Face à un problème IA inédit, un fondateur attend souvent qu'un fournisseur sorte l'outil dédié qui manque encore. Sur le terrain, la solution vient rarement d'un outil unique, elle vient de la capacité à recombiner plusieurs techniques que rien ne rapprochait au départ.
Donatien Lefranc
Fondateur & Président, Leando
La tentation d'attendre grandit avec la taille du problème. Plus le cas d'usage est exigeant, plus il semble raisonnable de penser qu'un fournisseur spécialisé finira par sortir la brique manquante, puisque le besoin paraît évident vu de l'extérieur. Cette logique ignore une réalité simple, un fournisseur généraliste optimise pour le marché le plus large possible, pas pour le cas limite qui bloque une startup en particulier.

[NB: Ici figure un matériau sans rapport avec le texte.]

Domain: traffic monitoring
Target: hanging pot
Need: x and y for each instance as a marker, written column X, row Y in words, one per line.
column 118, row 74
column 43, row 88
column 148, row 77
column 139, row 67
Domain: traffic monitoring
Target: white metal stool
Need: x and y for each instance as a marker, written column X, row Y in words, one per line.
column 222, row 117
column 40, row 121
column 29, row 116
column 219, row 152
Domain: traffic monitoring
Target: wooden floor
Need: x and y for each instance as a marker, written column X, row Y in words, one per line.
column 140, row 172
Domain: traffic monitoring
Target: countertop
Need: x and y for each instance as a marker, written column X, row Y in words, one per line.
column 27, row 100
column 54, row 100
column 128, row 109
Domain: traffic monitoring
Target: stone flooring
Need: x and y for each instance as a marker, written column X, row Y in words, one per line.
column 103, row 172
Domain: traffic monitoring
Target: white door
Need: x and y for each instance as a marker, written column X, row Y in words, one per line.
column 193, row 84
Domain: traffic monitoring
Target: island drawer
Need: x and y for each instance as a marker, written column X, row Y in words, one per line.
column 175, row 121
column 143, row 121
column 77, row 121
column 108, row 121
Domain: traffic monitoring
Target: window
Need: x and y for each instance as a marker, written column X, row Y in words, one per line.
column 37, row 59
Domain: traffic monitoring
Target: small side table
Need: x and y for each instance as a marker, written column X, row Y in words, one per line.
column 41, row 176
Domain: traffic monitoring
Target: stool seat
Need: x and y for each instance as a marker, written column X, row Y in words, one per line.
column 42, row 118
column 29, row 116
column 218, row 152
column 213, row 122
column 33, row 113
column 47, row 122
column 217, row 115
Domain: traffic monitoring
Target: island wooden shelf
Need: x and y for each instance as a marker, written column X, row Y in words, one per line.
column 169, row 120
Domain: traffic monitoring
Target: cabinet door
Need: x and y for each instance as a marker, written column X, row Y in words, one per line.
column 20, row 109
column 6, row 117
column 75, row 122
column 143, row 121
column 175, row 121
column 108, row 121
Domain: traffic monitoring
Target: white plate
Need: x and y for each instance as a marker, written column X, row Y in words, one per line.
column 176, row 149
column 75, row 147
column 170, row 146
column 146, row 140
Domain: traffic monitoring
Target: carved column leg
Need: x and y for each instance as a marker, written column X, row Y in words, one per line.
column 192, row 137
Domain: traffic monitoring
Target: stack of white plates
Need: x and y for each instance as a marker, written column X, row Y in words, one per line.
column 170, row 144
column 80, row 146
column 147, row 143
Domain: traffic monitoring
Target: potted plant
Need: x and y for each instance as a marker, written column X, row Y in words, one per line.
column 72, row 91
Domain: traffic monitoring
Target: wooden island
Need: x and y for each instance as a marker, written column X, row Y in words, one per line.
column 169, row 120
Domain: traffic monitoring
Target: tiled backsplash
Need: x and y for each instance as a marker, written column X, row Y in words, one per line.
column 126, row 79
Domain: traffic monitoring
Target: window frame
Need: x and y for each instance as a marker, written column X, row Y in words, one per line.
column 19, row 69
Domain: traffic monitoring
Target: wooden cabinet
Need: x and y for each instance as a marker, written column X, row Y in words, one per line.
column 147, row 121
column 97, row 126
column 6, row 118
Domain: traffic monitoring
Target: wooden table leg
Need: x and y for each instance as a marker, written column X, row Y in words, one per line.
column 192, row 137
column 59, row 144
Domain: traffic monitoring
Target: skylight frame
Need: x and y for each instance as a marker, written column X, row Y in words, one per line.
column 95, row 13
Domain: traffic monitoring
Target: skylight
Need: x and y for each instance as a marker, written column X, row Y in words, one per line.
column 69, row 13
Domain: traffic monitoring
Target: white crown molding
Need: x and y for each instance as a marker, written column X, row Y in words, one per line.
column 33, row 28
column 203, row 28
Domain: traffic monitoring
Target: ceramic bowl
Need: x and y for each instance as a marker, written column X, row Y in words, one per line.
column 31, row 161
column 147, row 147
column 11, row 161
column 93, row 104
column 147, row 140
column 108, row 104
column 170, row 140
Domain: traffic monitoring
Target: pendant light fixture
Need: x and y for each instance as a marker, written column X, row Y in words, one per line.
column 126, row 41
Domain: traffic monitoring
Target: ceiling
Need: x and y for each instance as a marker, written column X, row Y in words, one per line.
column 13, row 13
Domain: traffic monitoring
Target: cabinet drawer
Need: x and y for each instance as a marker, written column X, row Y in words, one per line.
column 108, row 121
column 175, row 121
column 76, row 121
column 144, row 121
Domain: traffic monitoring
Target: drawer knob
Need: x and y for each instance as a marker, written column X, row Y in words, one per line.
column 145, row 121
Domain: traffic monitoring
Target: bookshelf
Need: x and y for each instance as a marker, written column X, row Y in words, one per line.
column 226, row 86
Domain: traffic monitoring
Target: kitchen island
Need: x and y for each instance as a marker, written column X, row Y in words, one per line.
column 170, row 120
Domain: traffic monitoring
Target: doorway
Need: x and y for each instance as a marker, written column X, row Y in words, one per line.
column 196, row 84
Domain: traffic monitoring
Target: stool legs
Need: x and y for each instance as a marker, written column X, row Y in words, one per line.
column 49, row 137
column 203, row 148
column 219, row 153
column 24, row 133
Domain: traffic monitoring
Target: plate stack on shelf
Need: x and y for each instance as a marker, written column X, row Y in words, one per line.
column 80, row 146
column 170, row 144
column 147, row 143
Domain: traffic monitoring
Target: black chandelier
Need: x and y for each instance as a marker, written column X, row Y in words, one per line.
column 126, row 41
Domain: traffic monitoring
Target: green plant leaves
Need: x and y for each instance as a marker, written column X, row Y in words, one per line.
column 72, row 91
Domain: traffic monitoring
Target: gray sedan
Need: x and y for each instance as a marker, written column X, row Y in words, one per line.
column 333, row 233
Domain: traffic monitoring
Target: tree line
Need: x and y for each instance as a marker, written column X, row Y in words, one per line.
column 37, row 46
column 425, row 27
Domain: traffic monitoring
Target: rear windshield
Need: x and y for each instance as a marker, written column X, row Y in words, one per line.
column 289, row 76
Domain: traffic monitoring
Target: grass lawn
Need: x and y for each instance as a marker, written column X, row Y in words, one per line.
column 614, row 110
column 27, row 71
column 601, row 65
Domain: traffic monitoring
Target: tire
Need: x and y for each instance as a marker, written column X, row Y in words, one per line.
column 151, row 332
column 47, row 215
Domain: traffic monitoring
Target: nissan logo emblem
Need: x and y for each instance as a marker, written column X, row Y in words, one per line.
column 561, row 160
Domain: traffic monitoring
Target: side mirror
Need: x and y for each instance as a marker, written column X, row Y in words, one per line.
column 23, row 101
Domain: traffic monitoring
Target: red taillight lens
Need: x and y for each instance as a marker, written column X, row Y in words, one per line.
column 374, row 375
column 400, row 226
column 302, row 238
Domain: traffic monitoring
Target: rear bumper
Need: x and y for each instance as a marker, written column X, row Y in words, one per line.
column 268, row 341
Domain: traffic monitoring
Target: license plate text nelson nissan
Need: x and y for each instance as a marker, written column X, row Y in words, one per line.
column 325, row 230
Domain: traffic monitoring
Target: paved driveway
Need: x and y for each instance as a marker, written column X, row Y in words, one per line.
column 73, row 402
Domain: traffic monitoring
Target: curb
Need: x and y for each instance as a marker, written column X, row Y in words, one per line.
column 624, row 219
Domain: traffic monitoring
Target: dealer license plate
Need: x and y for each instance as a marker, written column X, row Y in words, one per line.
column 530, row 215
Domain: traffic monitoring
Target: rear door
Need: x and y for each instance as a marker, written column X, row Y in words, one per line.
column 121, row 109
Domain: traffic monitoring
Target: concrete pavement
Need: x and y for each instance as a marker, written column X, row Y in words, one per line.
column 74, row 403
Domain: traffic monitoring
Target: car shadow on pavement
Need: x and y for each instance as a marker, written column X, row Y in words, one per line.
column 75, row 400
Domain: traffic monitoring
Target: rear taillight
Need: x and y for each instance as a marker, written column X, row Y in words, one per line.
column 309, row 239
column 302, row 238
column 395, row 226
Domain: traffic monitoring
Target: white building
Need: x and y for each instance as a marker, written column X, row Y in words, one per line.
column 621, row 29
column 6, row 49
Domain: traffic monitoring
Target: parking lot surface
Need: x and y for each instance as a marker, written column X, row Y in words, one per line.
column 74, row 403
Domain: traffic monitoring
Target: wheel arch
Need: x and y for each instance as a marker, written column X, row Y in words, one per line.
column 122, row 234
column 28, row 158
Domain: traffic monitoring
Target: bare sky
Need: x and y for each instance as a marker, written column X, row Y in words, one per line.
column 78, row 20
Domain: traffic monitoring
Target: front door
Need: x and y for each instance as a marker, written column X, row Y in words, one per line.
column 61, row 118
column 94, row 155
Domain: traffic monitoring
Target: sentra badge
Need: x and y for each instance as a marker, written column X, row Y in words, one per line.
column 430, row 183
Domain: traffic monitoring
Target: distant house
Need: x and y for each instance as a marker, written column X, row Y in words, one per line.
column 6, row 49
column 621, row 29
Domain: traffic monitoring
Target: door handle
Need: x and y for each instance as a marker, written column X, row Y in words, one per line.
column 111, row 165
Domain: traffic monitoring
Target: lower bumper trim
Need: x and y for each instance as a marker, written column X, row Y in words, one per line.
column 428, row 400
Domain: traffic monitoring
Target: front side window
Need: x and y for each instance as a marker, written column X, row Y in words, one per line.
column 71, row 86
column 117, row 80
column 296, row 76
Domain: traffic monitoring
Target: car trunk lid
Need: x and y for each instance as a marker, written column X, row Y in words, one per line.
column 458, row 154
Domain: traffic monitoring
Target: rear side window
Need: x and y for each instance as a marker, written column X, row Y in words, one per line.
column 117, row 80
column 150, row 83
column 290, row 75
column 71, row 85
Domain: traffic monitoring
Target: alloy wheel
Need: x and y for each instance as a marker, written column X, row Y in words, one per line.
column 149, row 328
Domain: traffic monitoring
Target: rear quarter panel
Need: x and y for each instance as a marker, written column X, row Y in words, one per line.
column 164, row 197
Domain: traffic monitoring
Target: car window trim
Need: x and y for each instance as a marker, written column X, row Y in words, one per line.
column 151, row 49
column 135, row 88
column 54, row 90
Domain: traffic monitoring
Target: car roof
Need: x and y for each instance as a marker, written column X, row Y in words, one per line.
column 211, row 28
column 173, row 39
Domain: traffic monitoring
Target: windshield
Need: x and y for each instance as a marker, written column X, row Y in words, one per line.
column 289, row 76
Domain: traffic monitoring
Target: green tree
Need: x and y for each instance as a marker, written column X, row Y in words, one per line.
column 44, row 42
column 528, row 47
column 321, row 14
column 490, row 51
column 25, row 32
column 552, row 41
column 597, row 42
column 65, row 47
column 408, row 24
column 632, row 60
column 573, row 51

Un fondateur qui butte sur un problème IA sans solution de référence a souvent le réflexe d'attendre, en surveillant le marché pour repérer le jour où un fournisseur sortira l'outil qui manque. Ce réflexe fonctionne pour des problèmes déjà cartographiés, où la seule question est de choisir entre trois solutions équivalentes. Il échoue pour un problème vraiment nouveau, celui où tous les outils disponibles couvrent une grande partie du besoin et laissent justement le segment le plus difficile sans réponse.

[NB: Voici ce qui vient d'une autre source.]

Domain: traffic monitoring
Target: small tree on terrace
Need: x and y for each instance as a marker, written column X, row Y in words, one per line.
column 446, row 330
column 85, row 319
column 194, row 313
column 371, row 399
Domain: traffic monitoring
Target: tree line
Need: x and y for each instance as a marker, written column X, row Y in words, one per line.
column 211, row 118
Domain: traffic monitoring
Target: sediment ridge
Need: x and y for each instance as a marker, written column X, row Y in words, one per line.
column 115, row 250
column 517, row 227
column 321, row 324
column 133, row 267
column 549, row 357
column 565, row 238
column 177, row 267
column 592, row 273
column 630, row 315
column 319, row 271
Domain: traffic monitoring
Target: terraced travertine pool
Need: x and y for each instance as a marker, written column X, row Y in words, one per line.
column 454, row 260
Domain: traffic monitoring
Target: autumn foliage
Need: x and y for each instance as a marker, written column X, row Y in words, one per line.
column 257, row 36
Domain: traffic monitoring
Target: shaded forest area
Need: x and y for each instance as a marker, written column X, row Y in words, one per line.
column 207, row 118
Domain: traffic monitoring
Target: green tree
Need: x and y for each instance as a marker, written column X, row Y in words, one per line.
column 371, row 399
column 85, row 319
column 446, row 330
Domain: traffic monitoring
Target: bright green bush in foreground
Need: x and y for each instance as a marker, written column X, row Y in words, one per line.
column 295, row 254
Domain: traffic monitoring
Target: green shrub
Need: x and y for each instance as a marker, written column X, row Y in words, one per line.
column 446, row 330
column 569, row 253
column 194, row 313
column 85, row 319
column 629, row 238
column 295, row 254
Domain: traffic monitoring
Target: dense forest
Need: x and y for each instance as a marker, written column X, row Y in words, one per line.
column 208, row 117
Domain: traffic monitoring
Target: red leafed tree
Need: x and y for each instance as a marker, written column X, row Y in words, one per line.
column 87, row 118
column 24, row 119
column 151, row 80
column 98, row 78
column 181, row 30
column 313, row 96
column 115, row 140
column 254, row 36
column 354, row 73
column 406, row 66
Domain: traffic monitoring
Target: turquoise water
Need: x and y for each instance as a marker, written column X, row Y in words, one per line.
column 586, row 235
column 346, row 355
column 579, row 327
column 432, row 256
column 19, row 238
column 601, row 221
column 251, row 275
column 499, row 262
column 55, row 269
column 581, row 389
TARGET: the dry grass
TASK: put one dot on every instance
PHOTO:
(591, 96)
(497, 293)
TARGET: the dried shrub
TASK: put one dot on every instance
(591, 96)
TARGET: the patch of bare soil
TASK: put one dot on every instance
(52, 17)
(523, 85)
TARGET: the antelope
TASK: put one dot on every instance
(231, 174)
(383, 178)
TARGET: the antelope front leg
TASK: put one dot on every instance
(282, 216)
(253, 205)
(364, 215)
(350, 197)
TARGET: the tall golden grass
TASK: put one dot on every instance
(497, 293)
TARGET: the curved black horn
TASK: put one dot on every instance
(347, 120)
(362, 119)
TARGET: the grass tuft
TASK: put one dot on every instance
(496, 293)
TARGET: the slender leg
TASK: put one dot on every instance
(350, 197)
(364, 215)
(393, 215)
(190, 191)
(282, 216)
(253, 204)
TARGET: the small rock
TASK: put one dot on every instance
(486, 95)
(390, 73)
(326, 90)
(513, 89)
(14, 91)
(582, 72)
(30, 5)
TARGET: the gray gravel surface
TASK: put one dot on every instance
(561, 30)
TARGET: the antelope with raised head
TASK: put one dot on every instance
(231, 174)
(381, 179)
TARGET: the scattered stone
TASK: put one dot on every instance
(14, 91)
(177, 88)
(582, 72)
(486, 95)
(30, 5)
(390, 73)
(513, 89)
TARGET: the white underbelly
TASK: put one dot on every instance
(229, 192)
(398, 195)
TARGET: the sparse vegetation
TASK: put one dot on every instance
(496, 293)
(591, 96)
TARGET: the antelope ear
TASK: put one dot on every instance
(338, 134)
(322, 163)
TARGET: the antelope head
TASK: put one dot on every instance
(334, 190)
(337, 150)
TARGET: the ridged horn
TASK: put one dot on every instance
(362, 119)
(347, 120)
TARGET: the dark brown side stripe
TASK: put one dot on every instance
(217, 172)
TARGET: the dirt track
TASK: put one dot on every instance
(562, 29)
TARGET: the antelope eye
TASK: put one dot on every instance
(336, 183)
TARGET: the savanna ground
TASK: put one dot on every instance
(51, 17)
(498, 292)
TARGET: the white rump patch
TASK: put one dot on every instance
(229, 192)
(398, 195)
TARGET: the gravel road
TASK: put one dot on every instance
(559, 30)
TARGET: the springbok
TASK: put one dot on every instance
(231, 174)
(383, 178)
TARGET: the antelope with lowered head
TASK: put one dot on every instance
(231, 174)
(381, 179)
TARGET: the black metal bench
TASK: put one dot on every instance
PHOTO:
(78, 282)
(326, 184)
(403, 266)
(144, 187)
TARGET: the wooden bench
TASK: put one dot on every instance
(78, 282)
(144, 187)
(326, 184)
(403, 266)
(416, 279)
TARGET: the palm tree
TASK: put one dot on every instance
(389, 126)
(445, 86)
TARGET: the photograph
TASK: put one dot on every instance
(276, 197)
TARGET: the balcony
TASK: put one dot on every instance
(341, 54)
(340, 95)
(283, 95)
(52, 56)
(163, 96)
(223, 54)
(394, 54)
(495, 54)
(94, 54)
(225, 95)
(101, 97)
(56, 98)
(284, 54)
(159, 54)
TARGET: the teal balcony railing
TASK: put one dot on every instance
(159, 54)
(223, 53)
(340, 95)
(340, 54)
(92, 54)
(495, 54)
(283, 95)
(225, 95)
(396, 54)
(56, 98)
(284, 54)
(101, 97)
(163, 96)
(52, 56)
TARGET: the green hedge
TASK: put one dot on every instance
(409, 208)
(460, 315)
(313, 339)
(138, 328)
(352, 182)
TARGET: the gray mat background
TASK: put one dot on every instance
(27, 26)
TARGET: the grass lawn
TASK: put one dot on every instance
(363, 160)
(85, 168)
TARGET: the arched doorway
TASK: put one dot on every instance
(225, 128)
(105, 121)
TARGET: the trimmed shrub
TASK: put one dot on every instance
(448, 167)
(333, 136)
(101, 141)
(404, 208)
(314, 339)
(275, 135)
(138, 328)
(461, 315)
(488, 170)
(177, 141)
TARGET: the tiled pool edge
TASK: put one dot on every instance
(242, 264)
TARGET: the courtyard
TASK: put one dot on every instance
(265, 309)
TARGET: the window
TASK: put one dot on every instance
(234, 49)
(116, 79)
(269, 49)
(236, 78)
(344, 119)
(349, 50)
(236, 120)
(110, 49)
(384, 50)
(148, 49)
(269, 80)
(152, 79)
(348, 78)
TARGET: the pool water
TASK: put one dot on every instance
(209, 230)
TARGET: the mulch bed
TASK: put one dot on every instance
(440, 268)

Sur ce segment non couvert, attendre coûte cher, chaque mois passé à espérer un outil dédié est un mois où la concurrence, elle, peut choisir une autre voie, recombiner ce qui existe déjà plutôt que d'attendre ce qui n'existe pas encore.
Ce blocage se voit particulièrement sur les problèmes de génération d'image et de vidéo, un terrain qui évolue vite mais où les cas d'usage les plus exigeants, consistance visuelle d'un personnage, contrôle fin d'un style, restent en retard sur les outils génériques disponibles. Une équipe qui attend la sortie du bon modèle prêt à l'emploi laisse le champ libre à celle qui accepte de bricoler, au sens noble du terme, une réponse avec ce qui existe déjà.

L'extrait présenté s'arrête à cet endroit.